Como parte da estratégia SIDRA (Sistema de Informação da Rede Assistencial), no Escritório Central de Projetos TI do Ministério de Saúde temos apresentado uma solução sustentável para facilitar a codificação de dados clínicos a fim de oferecer aos provedores de software de saúde cadastrados pelo SIDRA, serviços de codificação clínica com algoritmos avançados de pesquisa conhecidos também como Serviços Terminológicos. Essa proposta busca uniformizar e centralizar os vocabulários clínicos e administrativos a fim de melhorar as brechas de codificação que atualmente vivemos, envolvendo os profissionais assistenciais falando a mesma linguagem (o sistema evolui com a contribuição diária dos profissionais). Este serviço de terminologia está baseado em décadas de estudo de modelos de codificação de informação clínica e em uma análise detalhada da cultura de registro do país. Utiliza a terminologia clínica controlada mais extensa que existe e que está em uso em mais de 50 países, SNOMED-CT, mas desde uma visão de extensão formal para permitir o uso dos jargões e composições aceitas localmente.

Solucionar o problema da codificação da informação para assegurar seu significado desde a origem e seu trânsito pelos sistemas é o principal pilar da interoperabilidade (entendida como a capacidade dos agentes de comunicar-se e entender-se). O segundo pilar, que é parte substancial do segundo convênio SIDRA, está relacionado a como a mensagem é transportada.
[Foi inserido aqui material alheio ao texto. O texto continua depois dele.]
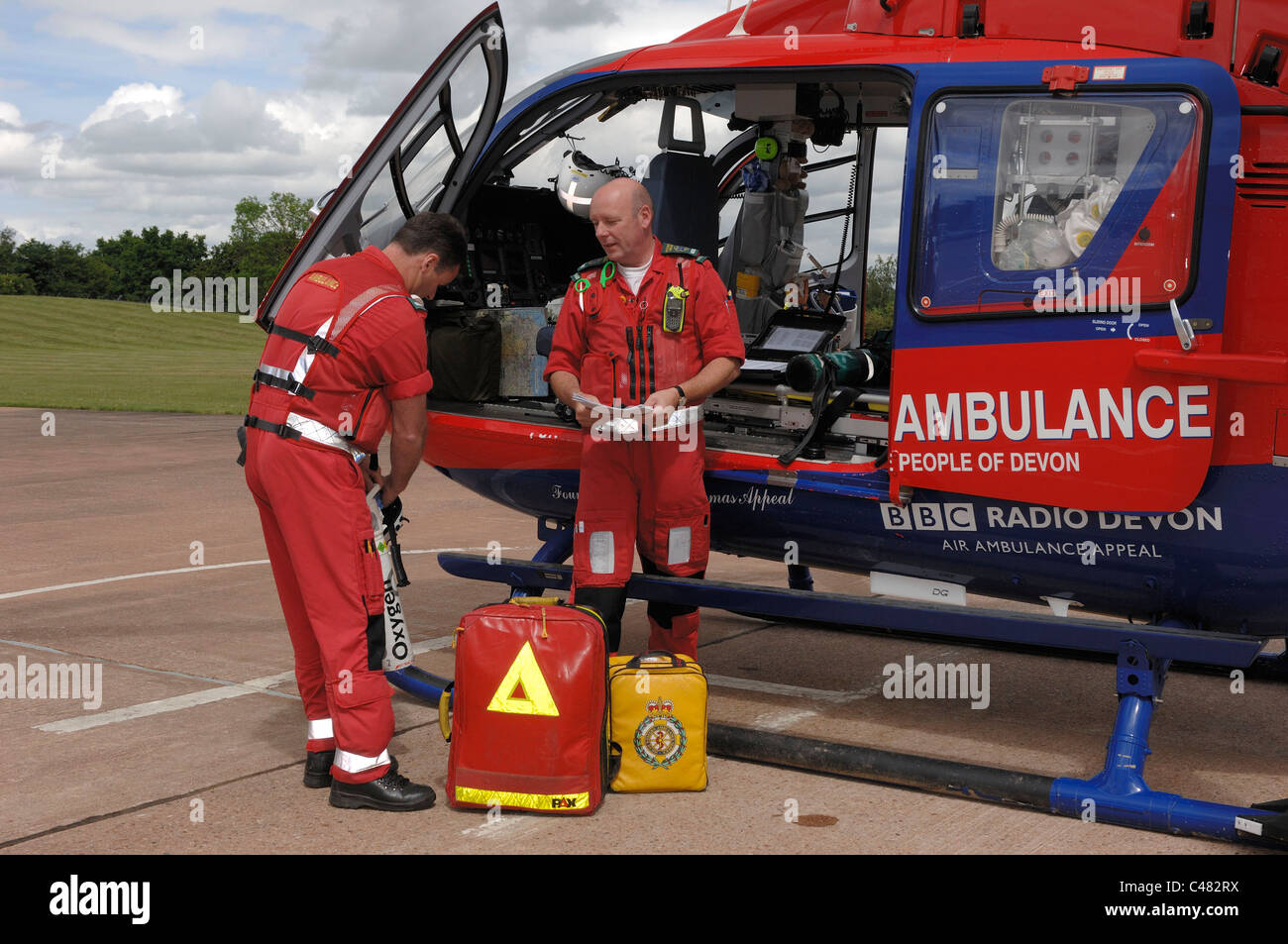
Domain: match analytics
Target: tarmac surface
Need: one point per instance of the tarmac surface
(132, 545)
Recentemente ao alcançar este nível de desenvolvimento (codificação do dado e transporte eficiente do mesmo), poderemos reduzir a dependência do papel e aproveitar mais a informação digital, já que a informação eletrônica codificada poderá viajar e ser entendida entre diferentes agentes, sem a necessidade de um suporte físico.

O conceito de sistema de saúde ou hospital digital não deve ser confundido com o suporte físico que transporta a informação, mas sim deve enfocar-se no método e qualidade de entrada da informação. O verdadeiro “hospital digital” ou “serviço de saúde digital” é aquele que logra assegurar o significado, a integridadeconfidencialidade disponibilidade da informação permitindo o contínuo assistencial eletrônico interoperando com outros agentes dentro e fora de seu serviço.